I tried developing “10 ideas” every morning here and there, and occasionally I engage in this practice when I’m traveling and have more personal time. It’s

Vacation – The Ironman in Australia was a vacation. Kind of. I know, I know… The snobbery of that statement reeks. I feel like an idiot even typing this part. It was a heck of a lot of work. Besides the training that goes into any Ironman, I set my sights on dropping an hour from my time last race, which was another hour on top of the hour I dropped from my first Ironman. That’s a ton of time to chop off. We had a newborn at home – I signed up for the race when my son was a month old. I had my normal course of work travel. Then there was the planning that goes into international travel, then the extra planning on shipping a bike, finding the right place to stay, and dealing with diet and all of the pre-race preparation. It was a part-time job+ on its own. Then we had a one-year-old with us all the while. Blah blah blah. Then when we came home, it was back into our routine – Lena with research and me with work.

I’m picturing warm, sunny beaches somewhere. They don’t exist in California, which means plane travel again. I don’t want to do that.

What I did:
Ironman #3– Knocked down #3 then claimed that I retired from Ironman triathlons. I haven’t. I can’t. I won’t do one this year, and probably not next year. I will do another Ironman at some point in my life.

Started a personal coaching program – This is different than mentoring, and while I definitely gained from the experience,  I don’t think I’ll stick with Strategic Coach for another year. My current year expires in July and I think that’s when I’ll finish with them and find something different.

Left my day job – SalesQualia became a full-time endeavor for me in September, and a profitable one (barely…). I found clients, earned real money, developed ideas, found someone to work with me for well under market rate, and generally ran a real business. I didn’t see an immediate path to scale and I…

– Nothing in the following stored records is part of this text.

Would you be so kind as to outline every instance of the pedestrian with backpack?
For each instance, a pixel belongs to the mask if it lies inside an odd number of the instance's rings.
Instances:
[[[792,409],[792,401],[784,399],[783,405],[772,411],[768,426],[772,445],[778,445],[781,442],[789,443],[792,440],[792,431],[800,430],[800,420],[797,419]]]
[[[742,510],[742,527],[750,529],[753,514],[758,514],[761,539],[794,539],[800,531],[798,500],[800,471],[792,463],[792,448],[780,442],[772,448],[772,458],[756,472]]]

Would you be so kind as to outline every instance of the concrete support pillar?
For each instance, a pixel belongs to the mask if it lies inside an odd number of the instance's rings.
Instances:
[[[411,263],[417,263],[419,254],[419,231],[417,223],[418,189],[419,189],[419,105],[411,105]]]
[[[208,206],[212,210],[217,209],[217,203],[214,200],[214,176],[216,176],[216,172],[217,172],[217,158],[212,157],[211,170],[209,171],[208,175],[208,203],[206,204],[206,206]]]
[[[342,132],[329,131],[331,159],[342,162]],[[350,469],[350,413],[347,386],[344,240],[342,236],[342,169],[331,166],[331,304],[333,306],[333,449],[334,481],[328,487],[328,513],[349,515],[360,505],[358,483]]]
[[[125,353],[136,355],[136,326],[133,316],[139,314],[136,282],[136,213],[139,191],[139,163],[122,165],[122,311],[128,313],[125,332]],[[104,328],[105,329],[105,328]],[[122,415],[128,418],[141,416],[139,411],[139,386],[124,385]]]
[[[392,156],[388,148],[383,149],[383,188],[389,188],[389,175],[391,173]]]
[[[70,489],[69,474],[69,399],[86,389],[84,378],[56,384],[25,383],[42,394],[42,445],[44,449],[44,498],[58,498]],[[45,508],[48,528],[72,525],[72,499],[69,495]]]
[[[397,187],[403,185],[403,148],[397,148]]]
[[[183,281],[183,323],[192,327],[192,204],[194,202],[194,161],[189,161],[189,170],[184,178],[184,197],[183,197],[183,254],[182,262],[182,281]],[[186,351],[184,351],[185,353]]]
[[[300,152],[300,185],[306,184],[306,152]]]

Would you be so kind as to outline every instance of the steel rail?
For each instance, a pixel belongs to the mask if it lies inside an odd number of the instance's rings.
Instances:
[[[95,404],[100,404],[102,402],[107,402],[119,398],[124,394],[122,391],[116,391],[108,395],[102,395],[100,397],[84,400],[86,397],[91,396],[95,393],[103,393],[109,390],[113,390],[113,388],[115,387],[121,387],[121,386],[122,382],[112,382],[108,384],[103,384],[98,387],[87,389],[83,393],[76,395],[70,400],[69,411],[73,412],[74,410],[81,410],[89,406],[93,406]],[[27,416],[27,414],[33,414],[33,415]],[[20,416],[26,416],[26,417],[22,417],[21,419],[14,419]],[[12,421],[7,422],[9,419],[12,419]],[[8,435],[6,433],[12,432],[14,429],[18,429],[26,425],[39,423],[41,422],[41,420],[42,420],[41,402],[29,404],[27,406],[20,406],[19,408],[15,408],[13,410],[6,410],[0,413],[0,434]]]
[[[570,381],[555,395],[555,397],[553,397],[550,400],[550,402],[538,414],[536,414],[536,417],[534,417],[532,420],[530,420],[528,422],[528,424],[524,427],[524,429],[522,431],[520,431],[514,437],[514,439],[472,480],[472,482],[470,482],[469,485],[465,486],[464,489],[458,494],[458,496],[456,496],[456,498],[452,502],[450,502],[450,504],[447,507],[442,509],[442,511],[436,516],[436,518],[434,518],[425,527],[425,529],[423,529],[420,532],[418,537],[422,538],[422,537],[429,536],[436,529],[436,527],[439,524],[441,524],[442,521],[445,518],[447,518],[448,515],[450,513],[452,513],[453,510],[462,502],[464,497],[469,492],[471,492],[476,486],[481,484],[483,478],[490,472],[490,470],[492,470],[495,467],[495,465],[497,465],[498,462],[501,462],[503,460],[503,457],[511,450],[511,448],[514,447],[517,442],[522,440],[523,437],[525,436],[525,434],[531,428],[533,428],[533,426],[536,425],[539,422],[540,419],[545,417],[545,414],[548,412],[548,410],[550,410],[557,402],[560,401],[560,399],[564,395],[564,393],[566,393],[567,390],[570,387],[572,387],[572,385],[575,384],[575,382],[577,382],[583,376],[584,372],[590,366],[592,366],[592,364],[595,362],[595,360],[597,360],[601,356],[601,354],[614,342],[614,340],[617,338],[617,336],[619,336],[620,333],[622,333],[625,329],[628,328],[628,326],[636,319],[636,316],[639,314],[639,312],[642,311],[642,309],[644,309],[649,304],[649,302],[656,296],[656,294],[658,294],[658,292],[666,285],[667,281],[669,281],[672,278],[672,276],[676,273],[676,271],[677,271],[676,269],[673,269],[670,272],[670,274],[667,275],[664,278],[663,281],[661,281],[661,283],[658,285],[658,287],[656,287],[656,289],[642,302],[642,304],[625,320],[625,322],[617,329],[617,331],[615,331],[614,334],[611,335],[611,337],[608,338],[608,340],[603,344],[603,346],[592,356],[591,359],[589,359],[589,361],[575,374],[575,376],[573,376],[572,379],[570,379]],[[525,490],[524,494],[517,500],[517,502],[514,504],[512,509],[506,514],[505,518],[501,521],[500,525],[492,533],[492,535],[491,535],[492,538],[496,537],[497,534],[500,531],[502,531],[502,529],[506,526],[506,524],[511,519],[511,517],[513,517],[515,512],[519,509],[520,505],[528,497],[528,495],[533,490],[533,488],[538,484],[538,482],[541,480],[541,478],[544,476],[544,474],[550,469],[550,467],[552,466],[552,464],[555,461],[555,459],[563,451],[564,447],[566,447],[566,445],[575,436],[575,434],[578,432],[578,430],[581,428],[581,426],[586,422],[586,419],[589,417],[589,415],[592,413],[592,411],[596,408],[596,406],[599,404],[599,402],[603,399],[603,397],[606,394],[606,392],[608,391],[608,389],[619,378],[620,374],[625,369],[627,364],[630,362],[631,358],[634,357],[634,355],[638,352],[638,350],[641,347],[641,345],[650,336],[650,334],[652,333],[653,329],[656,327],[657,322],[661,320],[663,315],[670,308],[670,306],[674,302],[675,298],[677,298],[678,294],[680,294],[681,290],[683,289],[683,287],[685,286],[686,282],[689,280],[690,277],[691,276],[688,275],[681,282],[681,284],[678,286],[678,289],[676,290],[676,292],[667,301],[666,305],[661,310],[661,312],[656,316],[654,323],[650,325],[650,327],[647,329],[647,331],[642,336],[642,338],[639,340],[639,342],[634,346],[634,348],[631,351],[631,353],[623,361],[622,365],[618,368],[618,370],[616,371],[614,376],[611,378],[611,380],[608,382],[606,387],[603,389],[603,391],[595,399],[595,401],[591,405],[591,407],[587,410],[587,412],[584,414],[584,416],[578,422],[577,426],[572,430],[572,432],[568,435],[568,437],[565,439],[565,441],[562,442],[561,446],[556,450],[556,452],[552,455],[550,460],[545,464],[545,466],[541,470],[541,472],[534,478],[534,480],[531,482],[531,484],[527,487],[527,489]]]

… accidentally found a day job – I ran SalesQualia so well that I got acquired in December. Not for Instagram/Snapchat money. Instead, Blend Labs invited me to join their team on a full-time basis starting on January 1st, which I gladly accepted. I rocked it as a consultant with Blend and see huge promise with the team. We see a billion dollar opportunity with the right decisions and a little luck.  I’m making less income as a full-time employee because of the upside in stick options that come with investing my time and effort in the company. 

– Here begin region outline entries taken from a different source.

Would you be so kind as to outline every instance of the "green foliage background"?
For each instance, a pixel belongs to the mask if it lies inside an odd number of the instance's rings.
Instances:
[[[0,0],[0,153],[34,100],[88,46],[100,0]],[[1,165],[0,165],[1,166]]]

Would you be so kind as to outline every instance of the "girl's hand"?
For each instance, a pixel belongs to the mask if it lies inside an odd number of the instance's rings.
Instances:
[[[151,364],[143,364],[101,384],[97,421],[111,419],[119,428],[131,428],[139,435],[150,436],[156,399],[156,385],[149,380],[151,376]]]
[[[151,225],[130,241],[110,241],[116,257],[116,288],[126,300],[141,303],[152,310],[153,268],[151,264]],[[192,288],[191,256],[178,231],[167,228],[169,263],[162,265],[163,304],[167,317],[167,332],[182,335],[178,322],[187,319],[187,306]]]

The decision to join Blend was simultaneously very easy and very difficult. The team is wicked smart. The company is well-funded. The market we’re addressing is ripe for disruption. The core technology is well-developed. My contributions are much needed. The hard part was thinking about the two years I spent building SalesQualia whilst working at Altos Research and CoreLogic, enjoying the euphoric fear of going out on my own, then realizing that the best option to reaching my family goals is working with a team instead of myself. I think this took a certain amount humility. Does claiming humility discount the humility?

Taught two MBA classes – Through a few introductions, I picked up two classes at Hult International Business School. The students rated me pretty highly, and I’ve been invited to teach three more classes in 2014. I’ve accepted two of them. The third would just be too much with my work schedule.

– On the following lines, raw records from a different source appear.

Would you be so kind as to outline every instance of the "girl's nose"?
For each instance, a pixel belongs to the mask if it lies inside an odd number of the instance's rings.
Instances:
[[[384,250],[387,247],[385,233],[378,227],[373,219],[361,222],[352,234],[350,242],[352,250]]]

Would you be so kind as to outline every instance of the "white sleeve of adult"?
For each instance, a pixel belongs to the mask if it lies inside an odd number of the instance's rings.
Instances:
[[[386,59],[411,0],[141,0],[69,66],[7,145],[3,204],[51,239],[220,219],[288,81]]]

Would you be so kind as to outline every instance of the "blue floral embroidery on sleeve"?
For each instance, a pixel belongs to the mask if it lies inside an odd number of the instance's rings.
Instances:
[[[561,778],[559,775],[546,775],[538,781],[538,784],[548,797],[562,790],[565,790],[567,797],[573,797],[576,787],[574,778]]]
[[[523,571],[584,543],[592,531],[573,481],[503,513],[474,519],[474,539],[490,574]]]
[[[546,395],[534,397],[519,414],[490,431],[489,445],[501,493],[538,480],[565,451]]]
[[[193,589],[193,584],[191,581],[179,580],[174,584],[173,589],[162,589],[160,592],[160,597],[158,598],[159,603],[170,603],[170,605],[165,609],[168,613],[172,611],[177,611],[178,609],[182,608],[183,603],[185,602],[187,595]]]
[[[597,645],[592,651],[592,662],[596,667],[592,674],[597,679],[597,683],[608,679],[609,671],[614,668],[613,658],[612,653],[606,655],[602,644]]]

Watched a friend die of cancerHe went from bad to better to worse to gone. 

What I might be doing:

Selling our house and moving our family – My work with Blend Labs includes the three-day-a-week commute from Davis. Definitely doable, and something I look forward to because of the train time to read and write. As the company grows (in part because my contributions), the team will grow and my responsibilities will grow, which means more time in the office, which means that moving closer to SF is a likely end state.

I’ve already started poking around various suburbs close to BART – Moraga, Lafayette, Alameda, Oakland, Marin. A three-bedroom apartment is 50% more expensive than our mortgage right now, and keeping our house to rent leaves a negative monthly cash-flow on rental income.